Le profil de cette jeune femme de 35 ans est un peu atypique dans la communauté francophone de Lisbonne. Née au Portugal, elle a émigré en France avec ses parents à l’âge de dix ans. Puis, après des études et des séjours prolongés dans divers pays, elle a choisi de revenir aux sources en 2011. “J’ai contribué à lancer les Frenchupers, mais j’ai aussi rejoint Travelingtolisbon.com, une société de location d’appartements de vacances lancée par une amie en 2006, quand il n’y avait encore personne sur ce marché, pas même Airbnb, raconte Barbara Bouçon. Aujourd’hui, Lisbonne n’est plus du tout la même ville, même si la gentrification peut avoir ses facettes négatives, avec une hausse considérable des prix de l’immobilier.”
Karine Martins, pour sa part, est venue à Lisbonne sous l’impulsion de son mari d’origine portugaise. “Nous avions des postes importants, mais, avec le projet d’avoir des enfants, nous nous sommes dit que rester à Paris n’était pas idéal”, raconte-t-elle. Entrepreneurs dans l’âme, ils ont multiplié les visites à Lisbonne pour comprendre le marché local et, après avoir acheté leur appartement, ont commencé à y vivre à temps partiel jusqu’à leur véritable installation en juillet 2018. Aujourd’hui à la tête d’une société de conseil dans la sécurité informatique, Kaizen Advisory, Karine Martins et son mari proposent des solutions adaptées aux besoins des PME comme des grands groupes. “Parallèlement, j’ai lancé l’IE Club de Lisbonne, un club fondé en France il y a près de vingt ans pour aider les start-up à se rapprocher et qui s’est peu à peu internationalisé”, poursuit la jeune femme. “Ici, on trouve un bel écosystème de start-up, car les Portugais sont très audacieux. Pour eux, tout est toujours possible”, se réjouit-elle en ajoutant qu’elle n’avait plus ce sentiment en France.
Même chose pour Morgan Juteau, un aventurier de l’entrepreneuriat installé à Lisbonne en 2015 avec sa femme et ses deux filles, alors qu’il avait 35 ans et connaissait à peine le Portugal. “Sur le papier, Lisbonne correspondait à des critères importants pour moi : la proximité avec la culture française, du soleil 300 jours par an, le tout dans la zone euro et à deux heures de partout en Europe”, raconte ce Français ayant passé douze ans au Gabon. “Là-bas, j’avais créé plusieurs entreprises dans le domaine des télécoms, des drones et de la géolocalisation, mais j’ai eu envie de me rapprocher de la France. Le Portugal était un bon compromis”, poursuit-il. Pouvant bénéficier du statut de résident non habituel, il s’est lancé dans un domaine nouveau : la boucherie. “J’avais constaté qu’il manquait cruellement de bonnes boucheries à Lisbonne, et qu’il n’y avait ni formation, ni savoir-faire pour ça.”

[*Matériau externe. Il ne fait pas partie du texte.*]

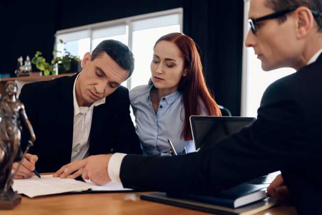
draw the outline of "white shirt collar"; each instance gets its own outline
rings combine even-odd
[[[322,49],[320,49],[319,51],[318,51],[314,55],[313,55],[313,57],[312,57],[310,61],[306,63],[306,65],[310,64],[311,63],[313,63],[314,62],[315,62],[317,60],[318,60],[318,58],[319,58],[319,56],[320,56],[320,55],[322,53]]]
[[[93,103],[91,104],[89,107],[80,107],[78,106],[78,103],[77,103],[77,100],[76,100],[76,81],[78,78],[78,76],[81,74],[81,72],[78,73],[77,77],[75,79],[75,82],[74,82],[74,87],[73,88],[73,97],[74,99],[74,116],[76,116],[77,114],[80,113],[82,114],[85,114],[87,111],[89,110],[92,109],[94,107],[100,105],[105,103],[105,97],[102,98],[98,100],[95,101]]]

Après avoir débauché un boucher en France, il s’est intégré dans l’économie portugaise et apprend désormais la langue. Décoratrice d’intérieur, sa femme s’est pour sa part chargée du design de la boutique. Cette boucherie est loin d’être la seule enseigne de bons produits ouverte récemment par des Hexagonaux. Fromageries, pâtisseries, boulangeries fleurissent partout dans cette ville qui attire aussi les artistes, mêlant la langue de Molière à celle de Pessoa.